Lalu dia yang biasanya berputar-putar dulu dengan pembukaan ala direktur-direktur perusahaan besar kali ini langsung menyatakan maksudnya tepat pada sasaran.
“Saya mau mempromosikan kamu ke departemen lain,” ujar Si Boss Besar mantap.
Mataku membelalak. Tentu tidak semudah itu aku percaya dengan apa yang dinyatakan Si Boss. Tapi untuk apa beliau bergurau untuk hal sepenting ini?
“Ya, saya pikir kerjamu terlalu bagus untuk terus menerus jadi sekretaris. Sudah saatnya kamu mengembangkan karier. Kebetulan di bagian HR ada posisi yang cocok dengan kamu. Kamu kan paling jago soal ide-ide pengembangan karyawan gitu. Lagian interpersonal relationship kamu ke pegawai-pegawai lain juga bagus,” jelas Si Boss panjang lebar.

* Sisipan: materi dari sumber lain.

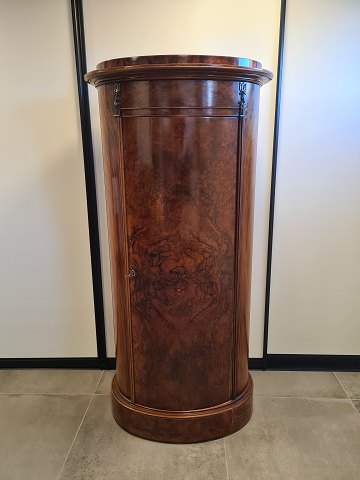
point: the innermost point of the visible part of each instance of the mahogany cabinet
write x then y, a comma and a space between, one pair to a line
179, 144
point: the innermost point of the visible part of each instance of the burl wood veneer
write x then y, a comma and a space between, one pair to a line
179, 143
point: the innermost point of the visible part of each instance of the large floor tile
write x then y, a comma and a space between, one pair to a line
297, 439
296, 384
351, 383
36, 434
103, 451
64, 382
104, 386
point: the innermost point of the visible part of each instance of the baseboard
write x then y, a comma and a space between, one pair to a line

Aku terpaku. Boss agak heran dengan ekspresiku yang lebih datar daripada biasanya. Kemudian dia bertanya lagi, “Gimana, kamu mau?”
Boss memakan segigit cookie yang ada di sisi cangkir kopi. Dia tidak peduli kalau cookie itu hari ini terlihat berantakan. Dia bahkan tidak mengomentari bahwa rasa cookie itu seperti rasa cookie yang dibeli di warung depan.
Aku masih belum bersuara. Mulutku sudah mulai terbuka tapi otakku masih memproses baik-baik segala informasi yang demikian mendadak ini. Terlebih karena informasi itu kini berbenturan dengan rencana-rencana pengunduran diri yang tidak lazim yang sudah kususun baik-baik sejak Subuh tadi.
Kemudian, saat aku mulai mengucapkan bunyi “A...” sebagai pemanasan untuk melatih caraku menjawab tawaran yang harus terlihat dan terdengar sesempurna dan seelegan mungkin, Si Boss Besar mulai mengangkat cangkir di atas mejanya.
Cangkir yang sudah kuisi kopi yang kucampur dengan garam dan merica di dalamnya.